Taxes in New York City
Looking at taxes is never a fun thing. This goes for calculating income tax, paying property taxes and even thinking about sales tax while you're shopping.
In New York state, the sales tax rate is 4 percent. Localities are able to add their own percentages, though, so in New York City itself, sales tax is 8.875 percent. This means for every $1,000 you spend shopping, you pay $88.75 in taxes alone.
Income tax gets handled a little differently in N.Y.C. The city itself has its own local income tax on top of the state tax. This isn't often how it's done, but the city rate you'll pay varies by income from 3.078 percent to 3.876 percent.

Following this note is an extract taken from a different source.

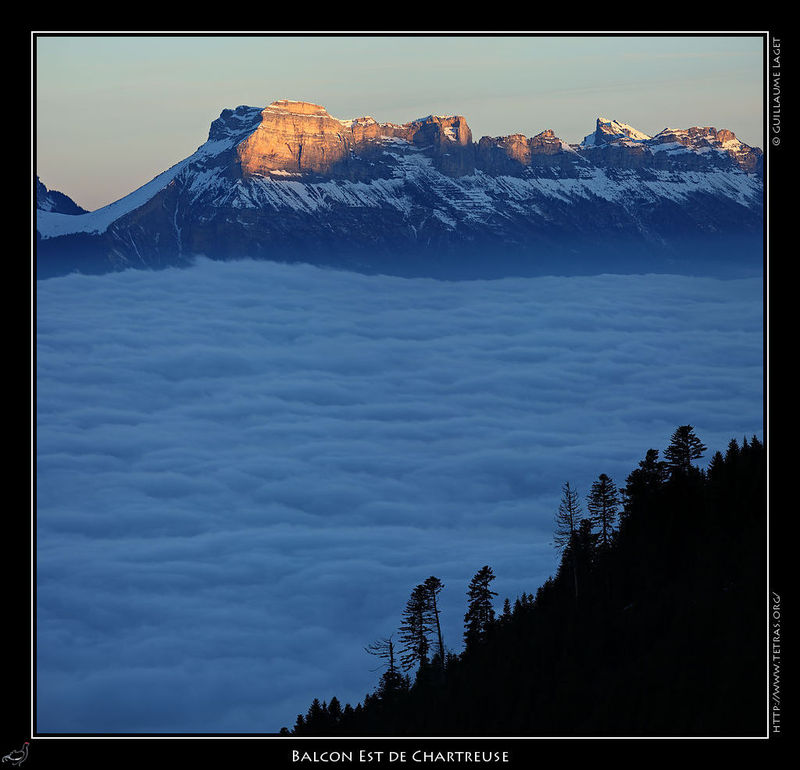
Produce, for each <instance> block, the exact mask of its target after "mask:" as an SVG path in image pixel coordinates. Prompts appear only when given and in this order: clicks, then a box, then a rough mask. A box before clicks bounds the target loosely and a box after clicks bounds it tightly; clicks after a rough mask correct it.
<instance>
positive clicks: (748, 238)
mask: <svg viewBox="0 0 800 770" xmlns="http://www.w3.org/2000/svg"><path fill="white" fill-rule="evenodd" d="M763 195H764V185H763V155H762V151H761V150H760V149H759V148H756V147H751V146H748V145H747V144H745V143H743V142H741V141H740V140H739V139H737V138H736V136H735V134H734V133H733V132H731V131H729V130H727V129H716V128H713V127H707V126H706V127H690V128H686V129H673V128H665V129H664V130H662V131H661V132H659V133H658V134H656V135H655V136H649V135H647V134H645V133H642V132H641V131H638V130H636V129H635V128H633V127H631V126H629V125H627V124H625V123H620V122H617V121H615V120H609V119H606V118H602V117H598V118H597V121H596V124H595V127H594V130H593V131H592V132H591V133H589V134H588V135H587V136H586V137H585V138H584V139H583V141H582V142H580V143H578V144H570V143H567V142H565V141H563V140H561V139H560V138H559V137H558V136H556V135H555V133H554V132H553V131H552V130H550V129H548V130H544V131H542V132H540V133H538V134H536V135H535V136H532V137H526V136H525V135H523V134H511V135H509V136H502V137H488V136H483V137H481V138H480V139H479V140H478V141H475V140H474V139H473V136H472V132H471V130H470V128H469V126H468V124H467V121H466V119H465V118H464V117H463V116H461V115H445V116H442V115H428V116H427V117H423V118H419V119H417V120H413V121H411V122H409V123H404V124H395V123H379V122H378V121H376V120H374V119H373V118H371V117H361V118H355V119H348V120H343V119H338V118H335V117H333V116H331V115H330V114H329V113H328V112H327V110H326V109H325V108H324V107H322V106H320V105H317V104H312V103H310V102H303V101H290V100H279V101H276V102H273V103H271V104H269V105H268V106H267V107H265V108H260V107H248V106H239V107H237V108H235V109H225V110H223V111H222V113H221V114H220V116H219V118H217V119H216V120H214V121H213V122H212V124H211V127H210V130H209V134H208V140H207V141H206V142H205V143H204V144H203V145H201V146H200V147H199V148H198V149H197V150H196V151H195V152H194V153H193V154H192V155H190V156H189V157H187V158H185V159H184V160H182V161H180V162H179V163H177V164H175V165H174V166H172V167H171V168H169V169H167V170H166V171H164V172H163V173H161V174H159V175H158V176H157V177H155V179H153V180H152V181H150V182H148V183H147V184H145V185H143V186H142V187H140V188H139V189H137V190H135V191H133V192H131V193H130V194H129V195H127V196H125V197H123V198H121V199H120V200H118V201H116V202H114V203H111V204H109V205H108V206H104V207H103V208H100V209H98V210H96V211H92V212H87V211H84V210H83V209H81V208H80V207H79V206H77V205H76V204H75V203H74V202H73V201H71V200H70V199H69V198H68V197H67V195H65V194H63V193H59V192H56V191H52V190H48V189H47V188H46V187H45V185H44V184H43V183H42V182H41V181H40V180H39V179H38V177H37V179H36V194H35V200H36V211H35V214H36V271H37V277H39V278H47V277H50V276H54V275H63V274H66V273H69V272H73V271H76V270H77V271H81V272H89V273H102V272H108V271H112V270H120V269H125V268H131V267H139V268H161V267H168V266H180V265H188V264H191V262H192V261H193V260H194V258H195V257H197V256H205V257H208V258H212V259H234V258H242V257H250V258H255V259H271V260H278V261H302V262H308V263H312V264H318V265H327V266H334V267H338V268H346V269H353V270H359V271H362V272H370V273H388V274H395V275H415V276H416V275H418V276H430V277H443V278H465V277H499V276H503V275H513V274H526V275H527V274H541V273H545V272H553V271H554V270H555V271H558V272H563V273H576V272H586V271H587V270H588V271H592V272H615V271H620V270H622V271H628V270H633V271H636V272H651V271H652V272H659V271H668V270H672V269H678V270H689V271H692V270H696V271H698V272H706V271H707V270H717V269H720V270H728V271H733V272H737V271H745V272H747V271H748V270H756V269H760V267H761V264H762V259H763V256H762V235H763V208H764V206H763Z"/></svg>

This gets added to your state income tax rate which will be somewhere between 4 percent and 8.82 percent. This percentage could get high as your salary goes up.
How much do I need to earn to live in New York City?
If you follow the advice of most financial experts, you should spend around 30 percent of your salary on rent. Taking into account that an average one-bedroom in the city costs $4,908 in monthly rent, if you wanted to pay the price for living alone, you'd need to make almost $200,000 a year to spend the suggested amount on rent.
That's really not so easy to do. Even in N.Y.C., a starting salary is much lower, and the median household income in Manhattan is significantly below this estimated salary at $67,046.
To save money on housing, and give yourself more options, you can calculate your budget more exactly with our rent calculator. You should also consider bringing in a roommate (or two) and looking at living slightly outside of Manhattan where the cost of living overall is often lower.
Living in New York
From Broadway plays to picnics in Central Park and a city where you literally have everything within reach, New York City is where it's at. Every single one of these amenities balances out the high cost of living in New York and makes it worth calling such an expensive place home.
As Frank Sinatra sang, if you can make it here, you'll make it anywhere. All you have to do is figure out if you can afford it.